Beware of thought theft

        It’s nearly 2:30 in the afternoon. I’ve been going hard on my job as a route driver since I pulled my truck out of our facility at seven a.m. I have worked on catching up since then but am still way behind. To make it worse I need to stop to get gas which will kill any realistic chance I have of getting caught up. A new truck and a half a day of new stops have contributed to me being behind. They have contributed to the feeling that this is  going to last forever, that I’m now too far behind to catch up. This in turn creates the belief that I am too old for this job now. I am creating the reality in my mind that if I don’t get the hang of it, it could cost me my job.

         “Oh yea, gas!”

          New company card. New pin. The pump wants to know. It tells me that I am using an “Unsupported PIN”  I try to think. The small TV embedded in the pump comes on and shrieks irrelevance at me. I try again. “Please see cashier.”  The small TV embedded in the pump shrieks more irrelevance. This time it about an aging rock bank and how “that song saved our career”. Why do I stop a listen?. Please see cashier. Now my big truck is suddenly in the way of the person who just pulled in behind me. It is windy and cold. The embedded TV continues to shriek at me. Very quickly the embedded TV has changed to show a pretty women who now grabs at my mind as I stand, eyes taken by her. Again, why do I look? Listen? I don’t even know what she’s saying! The embedded TV seems to get louder. I can feel eyes on me from the car waiting. The embedded TV doesn’t stop shrieking, grabbing at my thoughts. The pretty woman disappears and there is a second of blessed silence. I reclaim my mind and recover my thoughts. I use my own card for the gas and make a get away. One way to measure the loss created by the embedded TV is that it cost me twenty dollars.

                  

    Driving away, I feel pain in my mind.  My mind, my thoughts, my own personal and private mental energy has been assaulted.  I will get the twenty bucks back from work. Even if the thoughts and mental energy created before standing at the pump with the embedded TV were not my best, they were there for a reason. I did not give the embedded, shrieking, Speedway TV my permission to steal them away from me. 

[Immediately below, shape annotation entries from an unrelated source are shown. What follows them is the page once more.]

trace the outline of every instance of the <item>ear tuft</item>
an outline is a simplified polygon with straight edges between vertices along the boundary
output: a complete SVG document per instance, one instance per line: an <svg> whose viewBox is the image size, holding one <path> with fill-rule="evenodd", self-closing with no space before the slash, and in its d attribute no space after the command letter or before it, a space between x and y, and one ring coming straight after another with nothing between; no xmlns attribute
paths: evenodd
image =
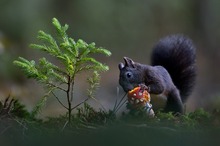
<svg viewBox="0 0 220 146"><path fill-rule="evenodd" d="M125 66L133 67L133 68L135 67L135 62L132 59L128 57L124 57L123 59L125 61Z"/></svg>
<svg viewBox="0 0 220 146"><path fill-rule="evenodd" d="M124 65L123 63L119 63L119 64L118 64L119 70L122 70L124 67L125 67L125 65Z"/></svg>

      This experience gives some context to the challenge we face as regular folk, not to mention as writers. A stream of aggressive, targeted distractions (disguised as benefits), is coming at us nearly all day long.  All of these have originated from outside our own mind. Would I have been able to write anything of unique value with the Speedway TV still echoing, without permission, in my mind hours later? No way I would have been able to. In fact, this is the next day. As far as the value goes, you be the judge. 

                                “May I help who’s next?”